Looking forward there are a number of learnings from the crisis which we expect to shape scenario analysis design and frequency, change delivery and data-driven decision making.
- Preparing for the next decade of operational resilience: Banking resilience is emerging as the second key trend (next to sustainability) that will require continued focus from the industry over the next ten years.
Muller adds:
“The COVID-19 pandemic has raised the profile of resilience as banks recognise it’s no longer an option but a necessity. Globally, and locally, we are also seeing a call from regulators to take action by putting this issue on par with their ability to handle financial stresses.”
One of the key challenges to building resilience cited by banks was a lack of awareness about operational resilience and its connection to existing business practices. Strong governance, clear accountability and consistent definitions are essential to push ahead with efficient programmes and processes for building a resilient organisation.

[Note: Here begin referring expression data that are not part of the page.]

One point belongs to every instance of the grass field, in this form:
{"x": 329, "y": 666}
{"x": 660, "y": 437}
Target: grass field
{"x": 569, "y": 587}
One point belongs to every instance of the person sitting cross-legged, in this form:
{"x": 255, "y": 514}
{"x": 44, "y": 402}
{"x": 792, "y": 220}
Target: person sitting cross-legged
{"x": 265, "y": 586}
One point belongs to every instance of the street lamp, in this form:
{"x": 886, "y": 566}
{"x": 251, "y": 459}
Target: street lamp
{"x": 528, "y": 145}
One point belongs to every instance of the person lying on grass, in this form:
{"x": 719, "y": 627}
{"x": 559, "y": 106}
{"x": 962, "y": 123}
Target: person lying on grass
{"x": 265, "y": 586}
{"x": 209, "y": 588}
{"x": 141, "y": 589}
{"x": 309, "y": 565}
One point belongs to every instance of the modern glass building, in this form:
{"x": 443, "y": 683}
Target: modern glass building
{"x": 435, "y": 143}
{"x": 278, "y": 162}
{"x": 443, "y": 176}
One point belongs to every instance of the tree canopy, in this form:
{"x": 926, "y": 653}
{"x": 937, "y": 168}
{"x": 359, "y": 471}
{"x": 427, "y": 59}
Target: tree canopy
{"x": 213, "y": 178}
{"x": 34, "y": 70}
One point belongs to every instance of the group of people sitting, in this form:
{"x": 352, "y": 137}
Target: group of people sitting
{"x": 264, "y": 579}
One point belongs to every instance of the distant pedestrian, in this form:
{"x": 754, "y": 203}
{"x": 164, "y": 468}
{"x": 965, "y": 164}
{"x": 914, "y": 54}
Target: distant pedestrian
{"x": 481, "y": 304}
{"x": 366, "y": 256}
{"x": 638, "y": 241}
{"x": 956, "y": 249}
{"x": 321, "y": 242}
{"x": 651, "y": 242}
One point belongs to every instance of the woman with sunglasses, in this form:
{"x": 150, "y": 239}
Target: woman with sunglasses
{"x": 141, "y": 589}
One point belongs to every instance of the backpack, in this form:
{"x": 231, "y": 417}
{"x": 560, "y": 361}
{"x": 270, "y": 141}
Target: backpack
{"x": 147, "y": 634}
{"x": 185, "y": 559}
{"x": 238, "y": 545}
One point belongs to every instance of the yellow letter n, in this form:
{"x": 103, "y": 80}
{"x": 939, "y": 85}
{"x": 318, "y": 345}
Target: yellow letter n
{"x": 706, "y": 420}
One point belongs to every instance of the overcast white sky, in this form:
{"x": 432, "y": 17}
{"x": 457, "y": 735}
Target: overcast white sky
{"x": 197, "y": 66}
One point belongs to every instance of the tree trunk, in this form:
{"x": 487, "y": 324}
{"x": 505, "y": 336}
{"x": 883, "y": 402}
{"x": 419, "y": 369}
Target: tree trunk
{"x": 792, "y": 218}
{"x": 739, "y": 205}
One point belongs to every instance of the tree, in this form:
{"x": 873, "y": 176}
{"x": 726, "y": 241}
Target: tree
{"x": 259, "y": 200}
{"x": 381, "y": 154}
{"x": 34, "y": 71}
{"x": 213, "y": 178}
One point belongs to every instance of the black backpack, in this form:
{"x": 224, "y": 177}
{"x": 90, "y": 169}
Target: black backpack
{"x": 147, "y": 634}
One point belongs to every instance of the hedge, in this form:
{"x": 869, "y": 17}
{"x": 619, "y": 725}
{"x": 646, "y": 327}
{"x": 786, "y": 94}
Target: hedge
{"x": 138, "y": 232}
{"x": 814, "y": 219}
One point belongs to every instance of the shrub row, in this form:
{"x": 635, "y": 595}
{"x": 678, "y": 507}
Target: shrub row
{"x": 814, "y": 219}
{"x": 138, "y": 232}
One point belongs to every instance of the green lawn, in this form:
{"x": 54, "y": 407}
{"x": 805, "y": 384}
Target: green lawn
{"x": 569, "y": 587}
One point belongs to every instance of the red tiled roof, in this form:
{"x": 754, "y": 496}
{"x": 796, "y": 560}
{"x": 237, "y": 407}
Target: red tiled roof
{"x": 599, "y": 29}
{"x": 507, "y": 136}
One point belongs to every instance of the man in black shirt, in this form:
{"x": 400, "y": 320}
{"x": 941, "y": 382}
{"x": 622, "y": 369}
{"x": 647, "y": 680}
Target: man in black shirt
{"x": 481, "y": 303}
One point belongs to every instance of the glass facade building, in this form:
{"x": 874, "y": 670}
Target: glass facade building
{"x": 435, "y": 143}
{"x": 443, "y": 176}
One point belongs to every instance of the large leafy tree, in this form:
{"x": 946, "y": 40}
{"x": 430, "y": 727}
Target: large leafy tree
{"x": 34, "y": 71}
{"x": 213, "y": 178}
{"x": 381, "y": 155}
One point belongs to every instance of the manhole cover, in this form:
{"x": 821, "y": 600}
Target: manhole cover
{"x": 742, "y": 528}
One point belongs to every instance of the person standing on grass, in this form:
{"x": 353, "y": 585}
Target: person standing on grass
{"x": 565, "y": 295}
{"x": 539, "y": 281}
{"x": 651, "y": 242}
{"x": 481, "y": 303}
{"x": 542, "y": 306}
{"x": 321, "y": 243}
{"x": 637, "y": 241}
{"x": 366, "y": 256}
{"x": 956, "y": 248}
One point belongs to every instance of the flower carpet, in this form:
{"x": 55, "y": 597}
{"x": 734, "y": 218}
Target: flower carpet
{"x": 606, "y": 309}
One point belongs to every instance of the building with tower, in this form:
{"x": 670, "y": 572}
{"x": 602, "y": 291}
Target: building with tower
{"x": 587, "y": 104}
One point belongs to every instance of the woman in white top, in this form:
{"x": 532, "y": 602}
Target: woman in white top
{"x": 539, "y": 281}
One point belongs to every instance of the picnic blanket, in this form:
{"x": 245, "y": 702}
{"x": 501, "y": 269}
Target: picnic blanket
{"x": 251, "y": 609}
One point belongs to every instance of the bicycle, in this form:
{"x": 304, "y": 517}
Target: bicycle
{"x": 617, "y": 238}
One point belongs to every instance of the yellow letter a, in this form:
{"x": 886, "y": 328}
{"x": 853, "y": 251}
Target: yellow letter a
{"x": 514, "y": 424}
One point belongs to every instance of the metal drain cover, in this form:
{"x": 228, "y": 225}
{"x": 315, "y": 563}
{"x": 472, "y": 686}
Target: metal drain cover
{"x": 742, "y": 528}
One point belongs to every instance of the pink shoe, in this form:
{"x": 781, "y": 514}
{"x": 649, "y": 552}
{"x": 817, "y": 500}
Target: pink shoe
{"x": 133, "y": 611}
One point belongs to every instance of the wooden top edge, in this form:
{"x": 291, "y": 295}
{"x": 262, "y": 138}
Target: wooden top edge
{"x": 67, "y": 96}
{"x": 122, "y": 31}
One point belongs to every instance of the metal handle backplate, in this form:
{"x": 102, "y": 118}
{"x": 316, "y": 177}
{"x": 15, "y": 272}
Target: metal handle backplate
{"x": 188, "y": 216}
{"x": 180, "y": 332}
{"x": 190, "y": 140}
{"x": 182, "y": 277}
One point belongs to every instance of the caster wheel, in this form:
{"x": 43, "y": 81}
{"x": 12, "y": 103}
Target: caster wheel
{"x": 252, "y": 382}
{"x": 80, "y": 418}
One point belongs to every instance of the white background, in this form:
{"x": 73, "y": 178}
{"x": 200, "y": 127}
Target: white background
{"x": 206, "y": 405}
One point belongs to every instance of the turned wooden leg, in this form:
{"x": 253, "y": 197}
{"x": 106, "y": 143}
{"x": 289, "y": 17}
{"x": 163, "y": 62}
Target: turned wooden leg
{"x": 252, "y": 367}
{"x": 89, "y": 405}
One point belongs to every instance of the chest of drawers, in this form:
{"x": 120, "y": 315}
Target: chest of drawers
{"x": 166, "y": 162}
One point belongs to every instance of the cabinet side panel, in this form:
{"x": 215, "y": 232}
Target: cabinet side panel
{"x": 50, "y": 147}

- Seizing upon the advent of true automation:. In terms of technology, banks are increasingly relying on big data, artificial intelligence (AI) and machine learning to control and reduce risks. There has been considerable investment in building self-service analytics platforms and making these available to staff across the institution with an aim to provide more effective capabilities and potentially reduce cost at the same time. Much of the adoption is being driven organically within institutions where analytics and data science teams are beginning to emerge within Risk functions.
- Managing the generational workforce transition: There is agreement among banks that risk professionals with a very different background will be required to deal with newly emerging risks, with an affinity for data and technology being critical. The incoming generation of risk professionals has grown up with technology and is looked at as inherently tech-affine, bringing the skills and attitude to tech enabled problem solving that institutions are looking to build. It is also believed that leadership models and career pathways will have to evolve to cater to the differing expectations of millennials with a general sense of the growing importance of work-life balance and that career journeys may need to be structured such that they include positions in multiple parts of the firm.